- Born: A. G. Godley October 17, 1903 Ft. Smith, AR
- Died: February 1973 (aged 69) Seattle, WA
- Genres: Jazz
- Occupation: Musician
- Instrument: Drums

= A. G. Godley =

American jazz drummer

A. G. Godley (Note: His date of birth is taken from his application for social security, on which he writes “I was never given another name except initials. I have no other name. The initials are my full first name.”) (17 October 1903 – February 1973) was an American jazz drummer.

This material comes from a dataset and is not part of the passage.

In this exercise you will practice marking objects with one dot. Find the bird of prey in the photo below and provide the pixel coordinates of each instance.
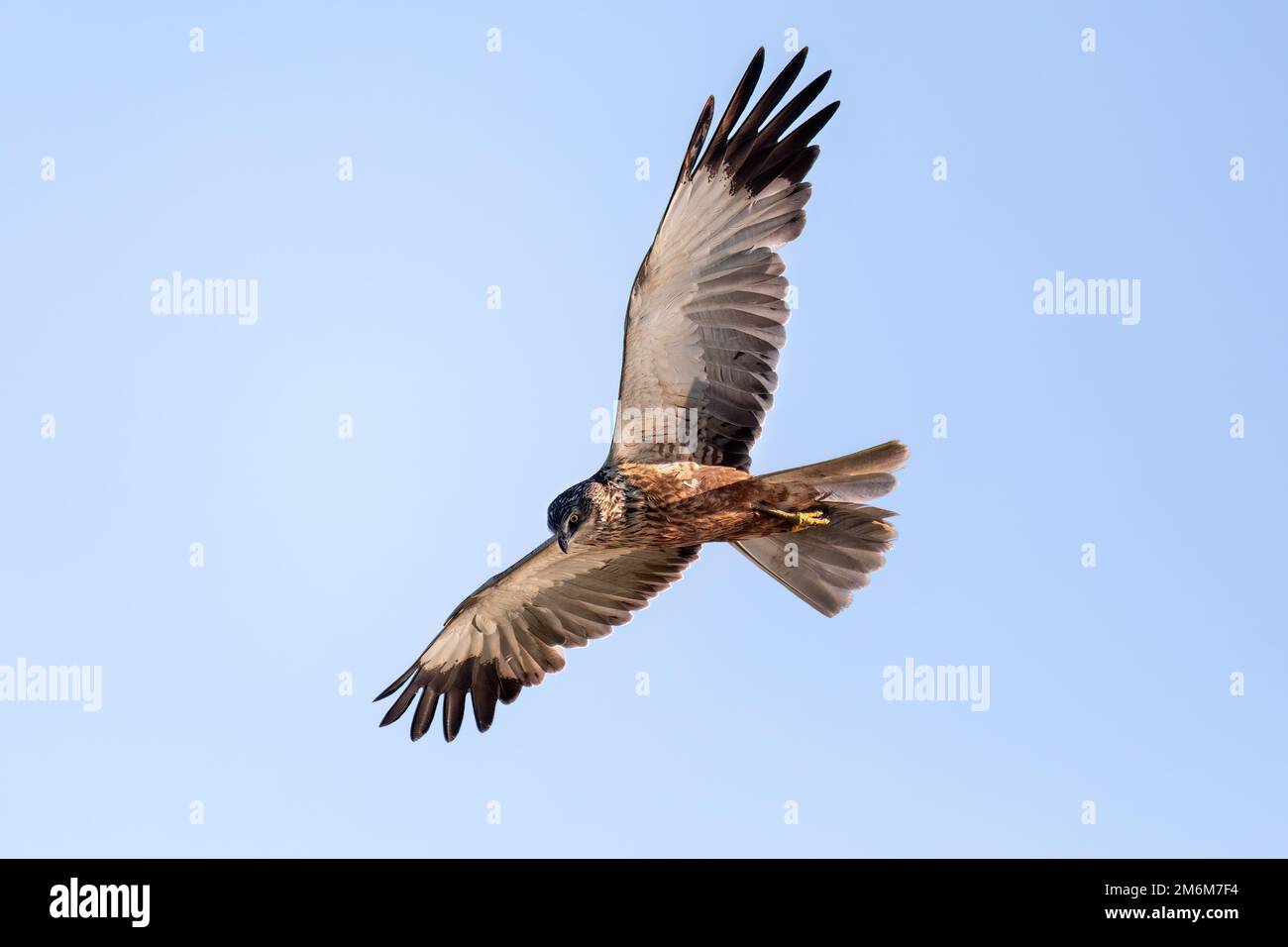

His contemporaries considered Godley one of the finest big-band drummers in the Southwest.

In 1924, Godley joined the Alphonse Trent Orchestra, the leading band in Dallas at that time, with Terrence Holder on trumpet, and Snub Mosley on trombone. Budd Johnson, referring to Trent's band, later said: "They were gods back in the twenties, just like Basie was later, only many years ahead of him. ... They made $150 a week a man. Imagine! They worked nothing but the biggest and finest hotels in the South". He stayed with Trent's band until 1933, although he left briefly in 1929 to play with Walter Page in 1929 and again, in 1931, to play with Fate Marable. It was while he was with Trent’s band that he was given the nickname Ananias Garibaldi.

He went on to join Snub Mosley’s band (1939–41), and later made a number of recordings in small groups led by Hot Lips Page, Joe Turner, and Pete Johnson.